Australia's most opinionated retired politician is back, and this time he's got a message for the Albanese government: don't blink on capital gains tax.

Paul Keating, the former prime minister who practically invented modern Australian economic policy and never lets anyone forget it, has urged Labor to hold firm on its controversial plan to overhaul the capital gains tax discount system, according to an exclusive report in The Guardian.

What's actually being proposed here?

The Albanese government wants to ditch the current 50% capital gains tax discount in favour of an inflation-based model. The idea is that instead of automatically halving your taxable capital gain regardless of how long you held the asset, the new system would only discount the portion of your gain that reflects inflation.

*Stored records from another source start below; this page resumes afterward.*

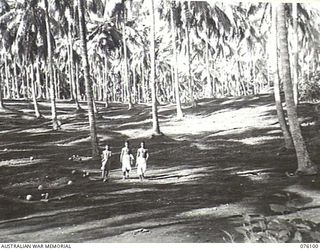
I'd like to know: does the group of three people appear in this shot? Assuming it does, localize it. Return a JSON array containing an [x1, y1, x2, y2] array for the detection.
[[101, 141, 149, 182]]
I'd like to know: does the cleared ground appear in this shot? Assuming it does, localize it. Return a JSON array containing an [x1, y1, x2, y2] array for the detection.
[[0, 95, 320, 242]]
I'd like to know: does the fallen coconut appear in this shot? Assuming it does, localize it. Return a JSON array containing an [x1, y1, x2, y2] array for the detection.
[[26, 194, 32, 201]]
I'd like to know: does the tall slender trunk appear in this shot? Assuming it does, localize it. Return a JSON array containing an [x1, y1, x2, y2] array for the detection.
[[3, 53, 10, 99], [103, 56, 109, 108], [78, 0, 100, 158], [75, 62, 82, 101], [170, 3, 183, 119], [30, 63, 42, 118], [186, 1, 197, 107], [44, 0, 60, 130], [277, 3, 318, 174], [0, 74, 4, 109], [36, 55, 42, 98], [205, 13, 214, 97], [122, 18, 133, 110], [13, 57, 20, 98], [270, 3, 293, 149], [25, 65, 31, 99], [68, 22, 81, 111], [292, 3, 299, 105], [150, 0, 161, 135]]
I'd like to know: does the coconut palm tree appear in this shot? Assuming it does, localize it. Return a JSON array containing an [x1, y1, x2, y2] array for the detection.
[[150, 0, 161, 135], [270, 3, 293, 149], [78, 0, 99, 158], [44, 0, 60, 130], [277, 3, 318, 175]]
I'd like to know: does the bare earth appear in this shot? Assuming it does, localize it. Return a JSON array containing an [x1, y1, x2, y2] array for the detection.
[[0, 95, 320, 242]]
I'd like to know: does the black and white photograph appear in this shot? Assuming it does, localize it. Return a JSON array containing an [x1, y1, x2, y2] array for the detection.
[[0, 0, 320, 246]]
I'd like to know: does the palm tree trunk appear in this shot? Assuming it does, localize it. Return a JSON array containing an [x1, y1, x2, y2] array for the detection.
[[292, 3, 299, 105], [205, 16, 214, 97], [78, 0, 100, 158], [36, 55, 43, 98], [122, 20, 133, 110], [186, 1, 197, 107], [170, 3, 183, 119], [270, 3, 294, 149], [30, 63, 42, 118], [150, 0, 161, 135], [44, 0, 60, 130], [3, 53, 10, 99], [68, 23, 81, 111], [75, 62, 82, 101], [0, 75, 4, 109], [277, 3, 318, 174], [13, 57, 20, 99]]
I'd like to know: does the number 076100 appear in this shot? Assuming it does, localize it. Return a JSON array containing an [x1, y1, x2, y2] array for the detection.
[[300, 243, 319, 249]]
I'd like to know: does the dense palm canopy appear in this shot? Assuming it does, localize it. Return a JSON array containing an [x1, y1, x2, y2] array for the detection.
[[0, 0, 320, 173]]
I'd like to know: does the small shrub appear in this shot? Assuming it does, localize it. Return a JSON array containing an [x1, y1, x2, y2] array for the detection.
[[299, 72, 320, 102], [236, 215, 320, 243]]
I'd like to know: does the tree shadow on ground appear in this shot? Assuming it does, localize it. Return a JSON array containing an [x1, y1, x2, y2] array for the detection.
[[0, 96, 320, 242]]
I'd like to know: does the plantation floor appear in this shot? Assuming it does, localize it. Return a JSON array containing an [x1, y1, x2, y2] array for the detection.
[[0, 95, 320, 242]]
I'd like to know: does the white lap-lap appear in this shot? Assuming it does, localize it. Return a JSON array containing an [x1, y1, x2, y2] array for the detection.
[[122, 155, 131, 172], [137, 157, 147, 175]]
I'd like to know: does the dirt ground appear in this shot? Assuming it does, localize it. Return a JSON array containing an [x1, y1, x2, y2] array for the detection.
[[0, 95, 320, 243]]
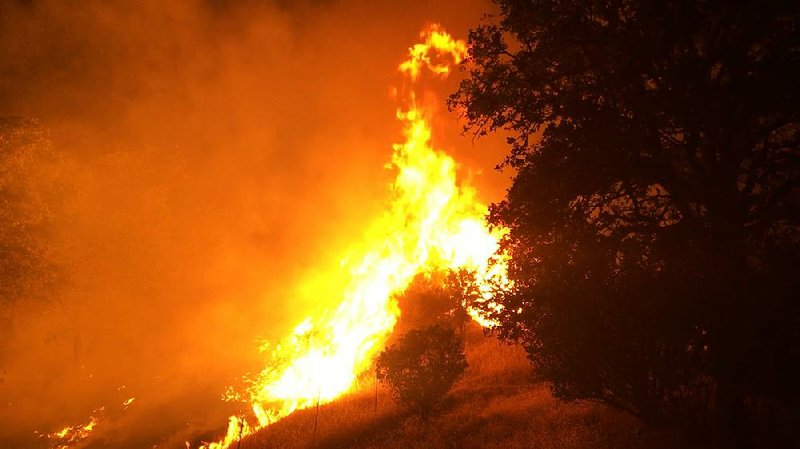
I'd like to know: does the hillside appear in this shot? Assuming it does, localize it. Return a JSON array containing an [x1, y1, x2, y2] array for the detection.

In theory, this is more economically rational. In practice, it has sent small business groups and the start-up sector absolutely feral.

Business advocates are pushing hard for commercial assets to be carved out from the changes entirely, arguing that the reforms would kneecap investment and entrepreneurial activity across the economy.

Keating's verdict: calm down, everyone

Keating is not impressed by the panic. According to The Guardian, he told Labor that the proposed changes are "so marginal that no entrepreneurial initiative is likely to be thwarted" - which, translated from Keating-speak, basically means "this is nothing, stop being dramatic."

He also warned that creating exemptions for commercial assets would actually make things worse, arguing it would further "distort" the economy rather than protect it. Coming from the man who floated the Australian dollar and deregulated the banking sector, that's a fairly pointed assessment.

The political pickle

Labor finds itself in a classic reform squeeze. The economic logic behind moving to an inflation-adjusted model is reasonably solid - it targets genuine real gains rather than paper gains inflated by time - but the political optics of touching CGT during a cost-of-living crisis, while also asking small business owners and start-up founders to absorb more tax complexity, is a genuinely uncomfortable place to be.

Whether Anthony Albanese and Treasurer Jim Chalmers take Keating's advice and hold the line, or quietly carve out exemptions to buy some political peace, remains to be seen. But if history is any guide, when Keating calls something marginal and tells you not to flinch, you at least have to consider that the old Treasurer might know what he's talking about.

The political fight over these changes is ongoing, with business groups continuing to lobby hard against the reforms as reported by The Guardian.